Try one of these guys:

Hinckley
Power Train Projects
Trinity House, Coventry Road,
Hinckley, Leicestershire, LE10 0NB
Tel: 01455 622229
Fax: 01455 622370
Email:
[email protected]

Queniborough
Jumblie Ltd
1487 Melton Road, Queniborough,
Leicester, LE7 3FP
Tel: 0116 269 2788
Fax: 0116 269 2864
[email protected]

Whetstone
Leicester Autogas Services
The Grange, Station Street,
Whetstone, Leicester, Leicestershire, LE8 6JS
Tel: 01162 862701
Fax: 0116 286 2457
Web: www.leicesterautogas.co.uk

Colin


----------



## des (Aug 13, 2005)

be sure that your converter is familiar with the size of the job. i recommend steve griffiths at anglo american in newport. not local, but this is an expensive job, and that is where many of the rv dealers get the job done.


----------



## raynipper (Aug 4, 2008)

Dora,
I'm not sure which RV you have gone for but obviously a front engined petrol one.
Things might have changed a little since I was an American RV owner but the numbers would still apply.

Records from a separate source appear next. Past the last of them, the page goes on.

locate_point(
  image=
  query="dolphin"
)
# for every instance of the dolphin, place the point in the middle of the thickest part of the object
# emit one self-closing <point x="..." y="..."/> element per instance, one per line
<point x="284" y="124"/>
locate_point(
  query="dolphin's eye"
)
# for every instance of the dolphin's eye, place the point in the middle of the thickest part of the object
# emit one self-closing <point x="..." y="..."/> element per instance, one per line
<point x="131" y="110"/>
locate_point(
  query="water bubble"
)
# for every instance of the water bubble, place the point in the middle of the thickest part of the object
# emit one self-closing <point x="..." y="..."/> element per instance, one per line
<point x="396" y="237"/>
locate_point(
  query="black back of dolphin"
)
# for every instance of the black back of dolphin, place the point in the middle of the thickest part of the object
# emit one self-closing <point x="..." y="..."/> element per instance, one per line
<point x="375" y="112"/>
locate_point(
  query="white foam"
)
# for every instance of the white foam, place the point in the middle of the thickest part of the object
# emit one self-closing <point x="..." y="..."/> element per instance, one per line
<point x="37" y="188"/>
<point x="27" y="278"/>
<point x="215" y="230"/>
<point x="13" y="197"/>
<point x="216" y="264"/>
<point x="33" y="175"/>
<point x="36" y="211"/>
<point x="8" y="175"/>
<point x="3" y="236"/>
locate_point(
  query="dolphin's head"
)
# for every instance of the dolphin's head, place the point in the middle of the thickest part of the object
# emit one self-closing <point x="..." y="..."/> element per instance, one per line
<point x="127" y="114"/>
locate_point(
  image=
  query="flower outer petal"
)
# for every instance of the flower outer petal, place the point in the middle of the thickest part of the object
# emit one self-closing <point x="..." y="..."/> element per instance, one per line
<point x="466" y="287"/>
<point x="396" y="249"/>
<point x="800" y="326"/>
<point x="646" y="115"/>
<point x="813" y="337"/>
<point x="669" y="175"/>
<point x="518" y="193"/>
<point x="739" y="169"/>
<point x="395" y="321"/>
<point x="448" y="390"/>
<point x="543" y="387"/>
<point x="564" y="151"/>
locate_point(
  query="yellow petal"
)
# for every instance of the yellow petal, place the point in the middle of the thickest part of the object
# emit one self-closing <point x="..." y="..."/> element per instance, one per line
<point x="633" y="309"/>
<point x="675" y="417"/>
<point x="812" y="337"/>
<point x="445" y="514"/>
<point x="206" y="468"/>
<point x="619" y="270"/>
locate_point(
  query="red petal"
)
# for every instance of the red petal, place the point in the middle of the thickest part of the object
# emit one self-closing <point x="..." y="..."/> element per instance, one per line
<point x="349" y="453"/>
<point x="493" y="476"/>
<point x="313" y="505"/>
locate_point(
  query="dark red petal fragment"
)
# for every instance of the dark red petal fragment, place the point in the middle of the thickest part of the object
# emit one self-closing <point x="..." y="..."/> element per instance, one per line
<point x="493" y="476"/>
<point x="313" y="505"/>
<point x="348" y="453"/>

With the high cost of an LPG conversion it's going to take many thousands of miles to even come close to beak even point. LPG availability on the continent apart from Spain is plentiful and as far as I can see a little cheaper. 

Have you done your sums?

Ray.


----------



## 107558 (Oct 10, 2007)

LPG in France is expensive about 50% more than in the UK.


----------



## camper69 (Aug 30, 2007)

dora said:


> Also if you know of a good site near Coalville that we can stay in our current motorhome and for a day or so also have the American motorhome please let me know?
> 
> Many thanks
> D


If you are a member of the C&CC you could try here. They were a tad expensive when we were last there a year ago but if staying for a while you could maybe negotiate a bit.

Derek


----------



## dora (Jan 23, 2008)

camallison said:


> Try one of these guys:
> 
> Hinckley
> Power Train Projects
> ...


Hi
thanks for trying to help. The last one come up that the domain was for sale, Jumblie Ltd said they couldn't help, but did give me details of another converter in Derbyshire that they recommended. I do appreciate the response though. TA


----------



## dora (Jan 23, 2008)

raynipper said:


> Dora,
> I'm not sure which RV you have gone for but obviously a front engined petrol one.
> Things might have changed a little since I was an American RV owner but the numbers would still apply.
> 
> ...


We're trying, really need to know up to date LPG and petrol costs in France and Spain to do the comparisons. We've also heard you can lose some fuel economy by doing the conversion. Its a difficult one isn't it?
We reckon on doing at least 10,000 miles but even at that level it seems marginal

Any ideas folks?


----------



## olley (May 1, 2005)

Hi its normally reckoned that you need to drive around 20,000-25,000 miles before you breakeven. Unless like me you intend to keep the RV for more than 3-4 years, and do that sort of mileage, the figures don't really add up.

Olley


----------



## Invicta (Feb 9, 2006)

Only asking but doesn't an LPG conversion add something to the value of an R/V?


----------



## dora (Jan 23, 2008)

olley said:


> Hi its normally reckoned that you need to drive around 20,000-25,000 miles before you breakeven. Unless like me you intend to keep the RV for more than 3-4 years, and do that sort of mileage, the figures don't really add up.
> 
> Olley


Thanks Olley

I feel we might be better spending the money on a super internet satellite dish!

Funnily enough its a Winnebago Brave we've just put the deposit on - was a bit horrified by some of your consumption figures
D


----------